2009 yılına ait rakamları Başbakanlık Gümrük Müsteşarlığının verileri doğrultusunda verecek olursak, 2009 yılında Rusya’ya gerçekleştirilen 
ihracat, 3.2 milyar dolar, Rusya’dan yapılan ithalat ise 19.7 milyar dolar olarak gerçekleşmiştir,15 yani ticaret hacmi 22.9 milyar dolar olarak kaydedilmiştir. 2009 yılına ait Rusya Federal Gümrük Servisi’nin verilerine göre ise Türkiye ile yapılan ticaretin 16.4 milyar doları ihracat, 3.2 milyar doları ithalat olmak üzere toplam ticaret hacminin 19.6 milyar dolar olduğu belirtilmektedir.16 Veriler arasındaki fark, 3.3 milyar dolardır.

Ticaretle ilgili rakamlarda bakıldığında, 2009 yılında Türkiye, Rusya’nın ticaretinde %4.2 dilimle yedinci ülke durumunda bulunmaktadır.17 

Rusya istatistiklerine göre ise, Türkiye önceki yılda, yani 2008’de de 33.8 milyar dolarla Rusya’nın toplam ticaret hacminde %4.6 oranla yine yedinci sırayı almaktaydı. Dolayısıyla, Rusya’nın 2008’de 734 milyar dolar olan toplam dış ticareti bir sonraki sene küresel krizin etkisiyle 470 milyar dolara gerilese de, bu miktar içinde Türkiye’nin ağırlığı orantısal olarak yerini korumuştur. Aynı istatistikler baz alındığında, 2008 ve 2009 yılları arasında ticaret hacminde %58 oranında bir eksilme söz konusu olduğu görülür. İthalat ve ihracattaki bu azalmanın başlıca nedeninin dünyada baş gösteren ekonomik kriz olmuştur. Küresel krizin etkisinin yanı sıra Temmuz 2008’den itibaren Türk tırlarına Rusya gümrüklerinde uygulanan sıkı kontrol sistemi de ticarette gerilemeyi tetikleyen unsurlar arasındaydı. Temmuz 2008’den itibaren Rus gümrüklerinde Türk tırlarının kontrolünün sıkılaştırılması sonucunda uzun kuyruklar oluşmuş 
ve bu durum kamuoyuna gümrükler sorunu olarak yansımıştı. 

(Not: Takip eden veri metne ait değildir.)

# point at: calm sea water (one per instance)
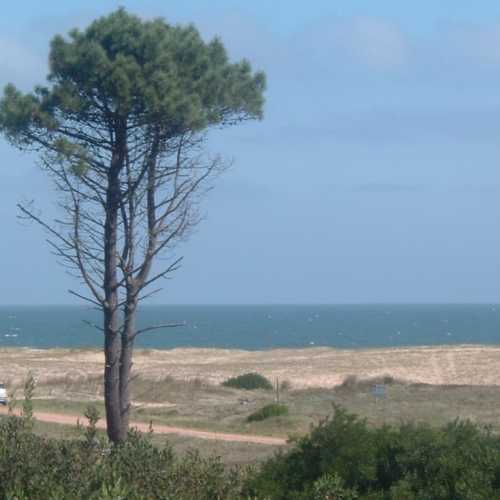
(264, 327)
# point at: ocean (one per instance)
(263, 326)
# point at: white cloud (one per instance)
(376, 43)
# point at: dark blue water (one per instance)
(264, 327)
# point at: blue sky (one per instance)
(374, 176)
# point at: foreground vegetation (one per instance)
(341, 458)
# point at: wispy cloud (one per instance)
(388, 187)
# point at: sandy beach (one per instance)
(303, 368)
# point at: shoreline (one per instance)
(326, 367)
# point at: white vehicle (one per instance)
(3, 395)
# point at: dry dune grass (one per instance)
(303, 368)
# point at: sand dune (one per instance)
(311, 367)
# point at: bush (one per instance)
(249, 382)
(344, 458)
(270, 410)
(35, 467)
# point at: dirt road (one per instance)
(58, 418)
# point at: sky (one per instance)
(374, 176)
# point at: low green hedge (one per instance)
(249, 382)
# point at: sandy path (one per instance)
(57, 418)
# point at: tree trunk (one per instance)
(112, 337)
(126, 361)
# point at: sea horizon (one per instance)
(263, 326)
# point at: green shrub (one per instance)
(343, 456)
(33, 467)
(249, 381)
(270, 410)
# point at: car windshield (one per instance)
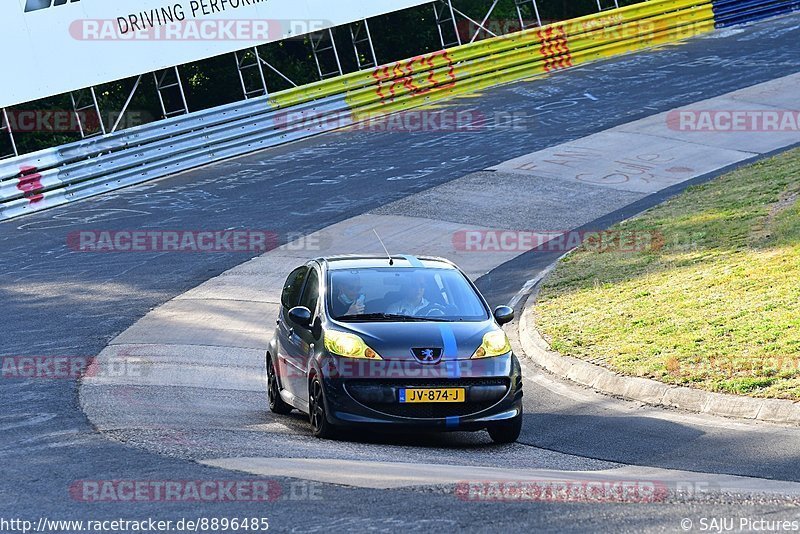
(403, 294)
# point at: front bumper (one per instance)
(367, 393)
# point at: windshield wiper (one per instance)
(388, 317)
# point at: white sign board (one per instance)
(55, 46)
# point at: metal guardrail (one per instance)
(729, 12)
(56, 176)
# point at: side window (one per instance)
(311, 293)
(294, 285)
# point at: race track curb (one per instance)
(645, 390)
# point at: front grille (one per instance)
(382, 396)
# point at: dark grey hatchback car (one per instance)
(407, 342)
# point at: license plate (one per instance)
(414, 395)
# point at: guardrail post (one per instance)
(317, 49)
(242, 65)
(126, 104)
(162, 85)
(600, 6)
(372, 60)
(443, 13)
(5, 125)
(521, 5)
(77, 97)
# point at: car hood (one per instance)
(394, 341)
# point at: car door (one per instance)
(305, 338)
(288, 344)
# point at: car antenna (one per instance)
(391, 261)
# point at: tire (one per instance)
(506, 431)
(317, 415)
(276, 403)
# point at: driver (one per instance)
(413, 300)
(349, 300)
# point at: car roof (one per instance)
(335, 263)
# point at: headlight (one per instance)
(495, 343)
(349, 346)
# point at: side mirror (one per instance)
(300, 315)
(503, 315)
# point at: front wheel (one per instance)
(317, 415)
(506, 431)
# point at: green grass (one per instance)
(714, 303)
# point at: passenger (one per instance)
(413, 298)
(349, 299)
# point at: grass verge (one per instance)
(710, 298)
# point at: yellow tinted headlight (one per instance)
(349, 346)
(495, 343)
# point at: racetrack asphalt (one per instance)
(62, 303)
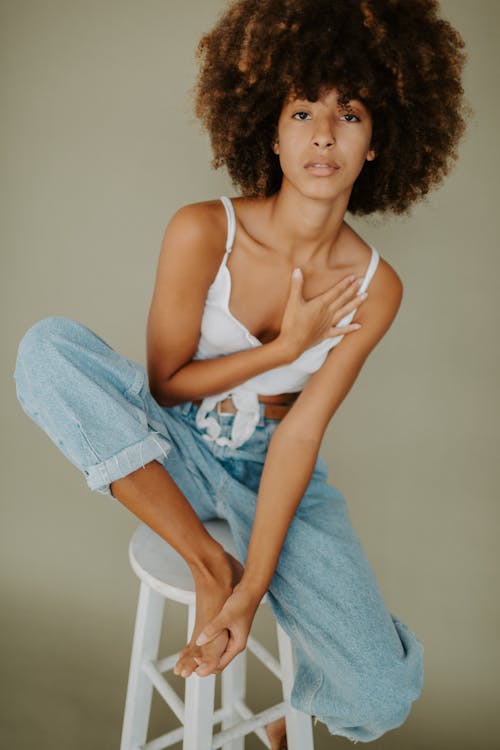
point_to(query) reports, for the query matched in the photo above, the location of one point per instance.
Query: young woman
(315, 109)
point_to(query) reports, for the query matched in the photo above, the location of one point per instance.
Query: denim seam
(319, 682)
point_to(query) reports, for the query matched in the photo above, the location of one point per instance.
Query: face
(328, 133)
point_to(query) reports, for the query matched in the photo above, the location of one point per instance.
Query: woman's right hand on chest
(307, 322)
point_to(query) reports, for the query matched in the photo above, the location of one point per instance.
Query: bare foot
(276, 731)
(212, 589)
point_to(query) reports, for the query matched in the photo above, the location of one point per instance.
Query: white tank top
(222, 333)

Ağustos 2009’da Putin’in Ankara ziyareti sırasında bu konuda kolaylaştırıcı tedbirlerin alınması hususunda anlaşmaya varılmış ve bu çerçevede Basitleştirilmiş Gümrük Hattı (BGH) uygulamasına geçilmesi kararlaştırılmıştır. Buna göre, Türk malları bir gün içinde Rusya piyasalarına ulaşabilecektir. BGH uygulamasına gönüllü olarak katılabilecek firmaların fatura ve tarifelerle ilgili önceden beyanda bulunmaları ve dış ticarette banka garantisini kullanmaları halinde gümrük muayenesinden muaf olmaları amaçlanmaktadır. Moskova 
Vnukovo Havalimanı ile Sabiha Gökçen Havalimanı arasında BGH pilot uygulamasının 2010 yılının başlarında başlatılacağı bildirilmiştir. 

Önümüzdeki süreçte bu uygulamanın Atatürk Havalimanı ile deniz ve tren seferlerini de kapsayacak şekilde genişletilmesi beklenmektedir. 

Mevcut uygulamaya göre ise, şirketlerin Rusya’ya gönderdikleri mallar bir hafta süre ile gümrüklerde beklemektedir.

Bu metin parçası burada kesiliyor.